Finalmente terminaron de barrer todas las hojas y Louise, a quien le encantaba comer, estaba extasiada cuando el profesor Hill les dio diez grandes batatas a cambio.

La Academia fue un gran lugar. El trabajo se pagaba con comida.

Simon miró dentro de la bolsa de papel de batatas, que todavía tenía una ligera capa de tierra. Quizás podría enviarle las patatas a Ian, quien podría haberlas dominado con sus habilidades de supervivencia. Louise y Simon estaban discutiendo todas las formas en que se pueden preparar batatas, cuando se encontraron con algunos estudiantes que salían de una oficina.
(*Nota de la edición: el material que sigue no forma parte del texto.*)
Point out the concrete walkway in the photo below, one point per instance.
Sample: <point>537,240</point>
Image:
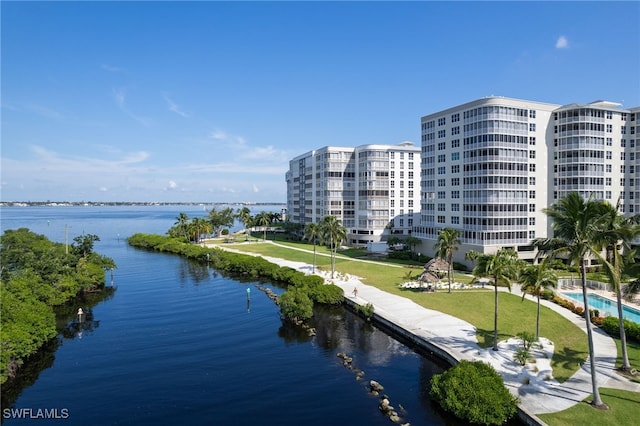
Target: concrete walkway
<point>458,338</point>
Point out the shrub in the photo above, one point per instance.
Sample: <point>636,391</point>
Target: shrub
<point>474,392</point>
<point>527,339</point>
<point>329,294</point>
<point>522,356</point>
<point>295,304</point>
<point>366,310</point>
<point>612,327</point>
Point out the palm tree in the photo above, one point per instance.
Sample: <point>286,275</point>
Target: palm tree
<point>311,233</point>
<point>501,267</point>
<point>333,234</point>
<point>534,279</point>
<point>577,226</point>
<point>448,242</point>
<point>244,216</point>
<point>199,226</point>
<point>182,223</point>
<point>263,219</point>
<point>618,232</point>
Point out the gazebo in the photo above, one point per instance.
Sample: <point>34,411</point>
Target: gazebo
<point>434,270</point>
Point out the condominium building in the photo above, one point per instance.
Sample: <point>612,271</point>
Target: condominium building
<point>374,190</point>
<point>490,167</point>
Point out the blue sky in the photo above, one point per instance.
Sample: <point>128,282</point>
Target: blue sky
<point>208,101</point>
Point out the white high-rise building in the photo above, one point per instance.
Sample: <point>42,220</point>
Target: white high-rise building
<point>374,190</point>
<point>490,167</point>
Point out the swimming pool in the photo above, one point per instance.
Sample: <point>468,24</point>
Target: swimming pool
<point>605,305</point>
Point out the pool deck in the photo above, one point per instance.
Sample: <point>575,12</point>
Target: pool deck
<point>457,338</point>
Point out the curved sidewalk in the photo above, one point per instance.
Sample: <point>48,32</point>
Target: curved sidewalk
<point>458,338</point>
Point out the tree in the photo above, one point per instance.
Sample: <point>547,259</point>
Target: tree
<point>220,219</point>
<point>182,225</point>
<point>332,233</point>
<point>447,244</point>
<point>501,268</point>
<point>244,216</point>
<point>199,226</point>
<point>533,280</point>
<point>617,234</point>
<point>412,242</point>
<point>311,233</point>
<point>263,219</point>
<point>576,226</point>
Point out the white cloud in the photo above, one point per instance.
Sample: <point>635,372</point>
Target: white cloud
<point>111,68</point>
<point>173,107</point>
<point>562,43</point>
<point>120,96</point>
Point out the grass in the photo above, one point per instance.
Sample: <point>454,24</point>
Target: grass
<point>475,307</point>
<point>624,409</point>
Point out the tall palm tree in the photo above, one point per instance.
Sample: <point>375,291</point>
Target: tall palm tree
<point>501,268</point>
<point>333,234</point>
<point>577,225</point>
<point>311,233</point>
<point>182,223</point>
<point>617,234</point>
<point>447,244</point>
<point>263,219</point>
<point>534,279</point>
<point>244,216</point>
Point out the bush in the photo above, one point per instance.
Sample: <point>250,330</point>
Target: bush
<point>612,327</point>
<point>329,294</point>
<point>295,304</point>
<point>474,392</point>
<point>366,310</point>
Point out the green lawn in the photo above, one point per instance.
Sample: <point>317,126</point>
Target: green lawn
<point>624,409</point>
<point>475,307</point>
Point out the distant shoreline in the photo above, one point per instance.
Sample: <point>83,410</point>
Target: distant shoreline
<point>130,203</point>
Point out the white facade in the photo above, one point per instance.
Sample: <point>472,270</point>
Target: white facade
<point>490,167</point>
<point>373,190</point>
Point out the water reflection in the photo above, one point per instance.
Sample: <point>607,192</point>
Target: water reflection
<point>68,327</point>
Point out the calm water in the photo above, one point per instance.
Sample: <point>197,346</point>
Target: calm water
<point>178,343</point>
<point>605,305</point>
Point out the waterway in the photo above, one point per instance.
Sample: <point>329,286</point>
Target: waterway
<point>178,343</point>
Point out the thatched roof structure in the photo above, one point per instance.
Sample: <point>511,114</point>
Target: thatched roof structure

Louise dejó de caminar antes de que se diera cuenta. Ellos eran los que habían intimidado a Stella. La habitación de la que acababan de salir tenía una placa en la puerta con la inscripción “Juliana Lassen”. ¿Estaba decidiendo el profesor su castigo? ¿Qué les pasaría? Louise recordó las regulaciones escolares que había revisado con el consejo estudiantil y recordó que la intimidación y el daño físico podrían resultar en expulsión.

‘Me pregunto si…’

Louise había escrito en su declaración lo peligrosos que eran. Quizás su castigo no se tomaría a la ligera.

“¿Louise?”

El sonido de la voz de Simon devolvió a Louise a la tierra.

“Ah …”

Louise volvió a mirar a los estudiantes. Sus miradas se encontraron brevemente y se volvieron primero.

“De todas formas.”

Louise miró a Simon.

“Creo que podría haber un castigo severo”.

“Por supuesto.”

“Sin embargo, de alguna manera, me siento amargado porque mi declaración fue utilizada para castigar a alguien”.

“Más por la declaración de Stella que por la tuya”.

“¿Es eso así?”

“Generalmente se le da más importancia a la declaración de la víctima”.

Bueno, fue en el pasado de todos modos. Louise no pudo hacer nada más.

“Bueno, ahora tendré que ir a la oficina de la Academia. Le pedí a Ian que lo revisara “.

“¿La declaración?”

“Así es. Quizás dejó algo fuera “.

Ella estaba segura de que lo verificó a fondo, pero se había jactado tanto de sus habilidades de escritura que se sentiría humillado si hubiera omitido algo. Ella se divirtió con solo pensarlo.

Así que primero tenía que ir a la oficina, hablar sobre el papeleo, encontrar a Ian y luego pedirle que hiciera un plato delicioso con las batatas. Ella también le pediría que estudiara con ella. Los dos no podían perderse la posición de primeros en su clase.